La correspondance contient les thèmes habituels : villages en ruines (p. 84) ; les hommes transformés en paquets de boue (p. 88) ; mépris pour les embusqués ; attachement à la famille…

La grande originalité apparaît à l’automne de 1916. Frantz semble en butte à la haine d’un chef. Les lettres ne sont pas explicites là-dessus parce qu’il a dû exposer la situation à sa femme au cours d’une permission. Dans sa postface, le petit-fils cherche l’explication dans les positions politiques de son grand-père, mais sans donner de preuves. Frantz devient extrêmement précis dans une lettre à sa femme transmise par un permissionnaire pour échapper à la censure. Il y dévoile dans les moindres détails le plan de sa désertion (20 décembre 1916) : qu’elle vende toute la marchandise du magasin, même à perte, pour accumuler du numéraire ; qu’elle lui fasse confectionner des vêtements civils ; qu’elle loue sous son nom de jeune fille une maison dans une ville loin de Paris… « Je suis poursuivi par la haine de cet homme et il me brisera si je ne me dérobe, écrit-il. Plus tard, nous gagnerons la Hollande ou tout autre pays, et nos garçons y gagneront de n’être jamais soldats. Cette décision est d’une gravité exceptionnelle. Elle engage non seulement mon avenir mais le tien. » Le plan est mis à exécution en profitant d’une permission en février 1917. Sur le registre matricule, il est déclaré déserteur le 21 mars. On n’a évidemment plus de lettres à partir de cette date, mais son fils a gardé le souvenir de la période où son père se cachait.
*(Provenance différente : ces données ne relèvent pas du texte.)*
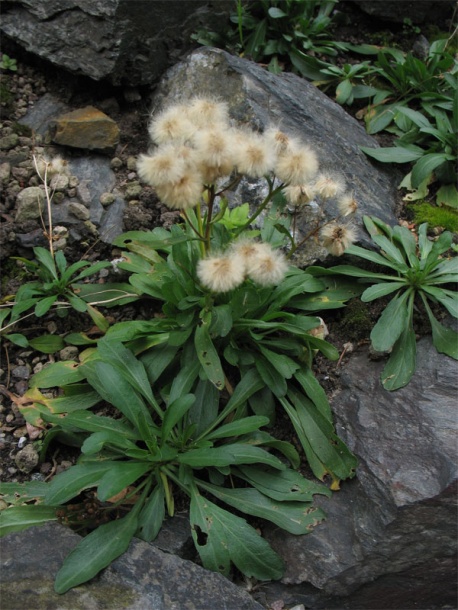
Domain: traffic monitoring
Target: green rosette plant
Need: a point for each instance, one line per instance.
(417, 272)
(193, 392)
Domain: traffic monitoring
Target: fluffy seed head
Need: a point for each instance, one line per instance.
(297, 165)
(265, 266)
(182, 194)
(337, 237)
(329, 185)
(221, 273)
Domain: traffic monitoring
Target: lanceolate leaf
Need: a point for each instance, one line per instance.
(221, 537)
(286, 485)
(400, 367)
(207, 354)
(391, 323)
(19, 518)
(95, 552)
(294, 517)
(226, 455)
(71, 482)
(445, 339)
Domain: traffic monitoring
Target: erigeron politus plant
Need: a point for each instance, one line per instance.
(199, 155)
(198, 385)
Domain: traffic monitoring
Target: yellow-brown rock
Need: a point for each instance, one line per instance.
(86, 128)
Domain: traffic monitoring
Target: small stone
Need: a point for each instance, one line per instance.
(90, 226)
(86, 128)
(69, 353)
(133, 191)
(116, 163)
(5, 171)
(132, 163)
(9, 141)
(26, 459)
(59, 182)
(107, 199)
(30, 203)
(79, 210)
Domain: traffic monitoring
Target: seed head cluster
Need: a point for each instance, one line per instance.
(196, 146)
(244, 259)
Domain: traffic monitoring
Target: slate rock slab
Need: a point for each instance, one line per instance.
(143, 578)
(258, 99)
(126, 42)
(400, 511)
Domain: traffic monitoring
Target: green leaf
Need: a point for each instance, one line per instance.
(391, 323)
(393, 154)
(71, 482)
(226, 455)
(130, 367)
(344, 92)
(380, 290)
(18, 518)
(119, 476)
(174, 413)
(401, 365)
(221, 537)
(86, 420)
(17, 339)
(116, 390)
(271, 377)
(294, 517)
(57, 374)
(285, 485)
(47, 344)
(425, 166)
(44, 305)
(95, 552)
(325, 452)
(152, 515)
(207, 354)
(445, 340)
(238, 427)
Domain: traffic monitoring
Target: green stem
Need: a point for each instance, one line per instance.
(262, 207)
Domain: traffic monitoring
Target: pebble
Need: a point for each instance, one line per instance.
(132, 163)
(107, 199)
(79, 210)
(116, 163)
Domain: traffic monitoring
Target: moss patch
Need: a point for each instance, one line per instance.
(444, 216)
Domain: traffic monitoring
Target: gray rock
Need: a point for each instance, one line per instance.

La situation étant devenue intenable au bout de quelques mois, Frantz de Witte se serait rendu en septembre 1917 et porté volontaire pour le 21e bataillon colonial (de fait, la mention de désertion est barrée sur le registre matricule). On le retrouve à Arkhangelsk, mais seulement le 3 octobre 1918 (description intéressante, p. 122-124). Il apprend le russe. Le 12 novembre, il s’écrie : « Quel bonheur ! Etre là, intact, au bout de quatre ans. »

4. Autres informations

– Le livre cité plus haut contient des extraits « du journal de campagne du docteur Louis Lucas », médecin au 41e RIC, sans précision de l’origine de la source. Cela pourrait être un JMO. Si c’est le cas, le texte a un caractère contestataire inhabituel.

– On peut trouver des copies de lettres originales de F. de Witte, ainsi que du registre matricule que le petit-fils a réussi à se procurer (sans autre précision), et des photos familiales, dans le mémoire de maîtrise de Nathalie Dehévora, Quatre combattants de 14-18, université de Toulouse Le Mirail, septembre 2005, 2 vol., 149 et 121 p. (Les trois autres combattants sont Lucien Cocordan, Jules Laffitte et Roger Martin.)